1. High Availability Overview

Foreword

High Availability Cluster enables the definition of highly available virtual machines. Any production VM is considered HA once you start Hoster API server in the HA mode (aka hoster api start --ha-mode).

In simple words, if a virtual machine is configured as production VM and the physical host fails, the VM will be automatically restarted on one of the remaining cluster nodes, if such a node happens to have the latest available ZFS snapshot for that specific virtual machine.

If you are planning to use HA, we highly recommend getting production grade server hardware with no single point of failure. This should include disk level redundancy (at least RaidZ-1), redundant power supplies, UPS systems, network switches with dual power supplies, etc.

It is essential that you use redundant network connections for the cluster communication. This can be as simple as running an additional, direct network cable connections from node-to-node (in the small, 3-node clusters), or as complex as setting up a spine-leaf architecture, with multiple bond interfaces. Else a simple switch reboot (or power loss on the switch) can lock all HA nodes, and bring down the whole cluster.

Overview

Hoster high availability is based on raft-ish algorithm using 3 candidate nodes that are described in the ha_config.json file and are essentially static. These 3 candidate nodes will agree who is a manager in this cluster based on the process start time - API server process that has been started first becomes a manager. All worker nodes are dynamic, and kept in RAM on every single candidate in case it needs to take over the cluster and become a manager.

To activate the HA mode start the API server using the --ha-mode:

hoster api start --ha-mode --ha-debug

--ha-debug let's you troubleshoot or test the HA mode before going to production. It will simply log every action (to /var/log/messages) instead of immediately applying them. For example:

EMERG: candidatesRegistered has gone below 2, initiating self fencing

The line above signals that the node in question can't reach the other 2 candidate nodes, and without the --ha-debug flag it would've rebooted itself. But because we are in the debug mode, API process will log what just happened and will exit immediately to simulate a node failure.

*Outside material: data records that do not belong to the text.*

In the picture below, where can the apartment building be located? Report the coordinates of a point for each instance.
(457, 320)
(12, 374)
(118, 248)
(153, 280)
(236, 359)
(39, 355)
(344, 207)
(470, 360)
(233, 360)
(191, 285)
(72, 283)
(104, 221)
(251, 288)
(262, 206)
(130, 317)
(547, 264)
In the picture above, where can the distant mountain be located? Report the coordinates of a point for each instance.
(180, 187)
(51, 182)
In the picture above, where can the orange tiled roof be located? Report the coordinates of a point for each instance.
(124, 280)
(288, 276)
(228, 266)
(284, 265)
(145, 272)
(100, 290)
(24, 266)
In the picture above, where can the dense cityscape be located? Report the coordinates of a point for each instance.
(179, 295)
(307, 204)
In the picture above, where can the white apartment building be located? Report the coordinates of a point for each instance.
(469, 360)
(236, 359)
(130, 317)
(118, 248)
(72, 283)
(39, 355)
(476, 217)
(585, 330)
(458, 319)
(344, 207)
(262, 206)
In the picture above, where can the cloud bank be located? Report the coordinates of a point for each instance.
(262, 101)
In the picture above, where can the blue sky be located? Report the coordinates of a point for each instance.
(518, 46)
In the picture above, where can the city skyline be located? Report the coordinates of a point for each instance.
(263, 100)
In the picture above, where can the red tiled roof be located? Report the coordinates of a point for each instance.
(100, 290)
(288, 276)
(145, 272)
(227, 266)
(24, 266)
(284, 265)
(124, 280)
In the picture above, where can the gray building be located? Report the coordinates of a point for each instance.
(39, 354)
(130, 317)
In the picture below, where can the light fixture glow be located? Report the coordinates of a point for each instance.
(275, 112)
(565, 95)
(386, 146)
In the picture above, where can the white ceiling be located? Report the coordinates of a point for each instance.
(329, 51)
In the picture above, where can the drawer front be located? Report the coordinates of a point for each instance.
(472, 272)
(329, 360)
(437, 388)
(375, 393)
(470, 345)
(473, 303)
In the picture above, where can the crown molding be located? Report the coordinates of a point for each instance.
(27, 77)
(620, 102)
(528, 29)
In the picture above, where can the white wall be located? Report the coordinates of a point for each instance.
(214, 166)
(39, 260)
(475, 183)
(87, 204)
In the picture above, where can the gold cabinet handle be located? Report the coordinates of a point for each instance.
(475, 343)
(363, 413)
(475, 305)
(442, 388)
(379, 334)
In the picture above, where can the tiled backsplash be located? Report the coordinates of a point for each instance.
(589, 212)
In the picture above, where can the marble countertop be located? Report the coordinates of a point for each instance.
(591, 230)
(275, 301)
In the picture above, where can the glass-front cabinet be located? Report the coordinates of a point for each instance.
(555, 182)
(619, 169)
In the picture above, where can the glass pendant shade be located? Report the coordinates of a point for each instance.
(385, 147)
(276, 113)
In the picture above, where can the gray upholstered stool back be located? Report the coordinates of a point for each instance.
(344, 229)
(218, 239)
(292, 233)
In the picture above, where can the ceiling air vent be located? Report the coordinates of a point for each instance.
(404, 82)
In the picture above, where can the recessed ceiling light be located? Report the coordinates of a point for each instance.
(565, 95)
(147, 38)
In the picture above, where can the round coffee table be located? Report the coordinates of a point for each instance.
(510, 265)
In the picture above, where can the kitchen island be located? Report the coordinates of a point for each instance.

You can use tail -f /var/log/messages to watch the HA cluster changes and actions live.

HA Process Watchdog

By executing hoster api status you can check if the API server has been started in the HA mode:

🟢 API Server is running as PID 50056
🟢 HA Watchdog service is running as PID 53078

️🤖 HA is running in DEBUG mode
🔶 BE CAREFUL! This system is running as a part of the HA. Changes applied here, may affect other cluster members.

From this specific output it's clear that we are using the High Availability mode, but you've probably noticed by now that there is another process running (apart from the API server itself) called ha_watchdog.

HA Watchdog's responsibility is to track the API server process status, and check if it's running (sometimes processes can crash unexpectedly). If it detects any issues at all, it will reboot the host it's running on to prevent the HA cluster inconsistencies (VMs from this host could have already been started on another host because manager has marked us offline, and migrated the workload to other cluster members).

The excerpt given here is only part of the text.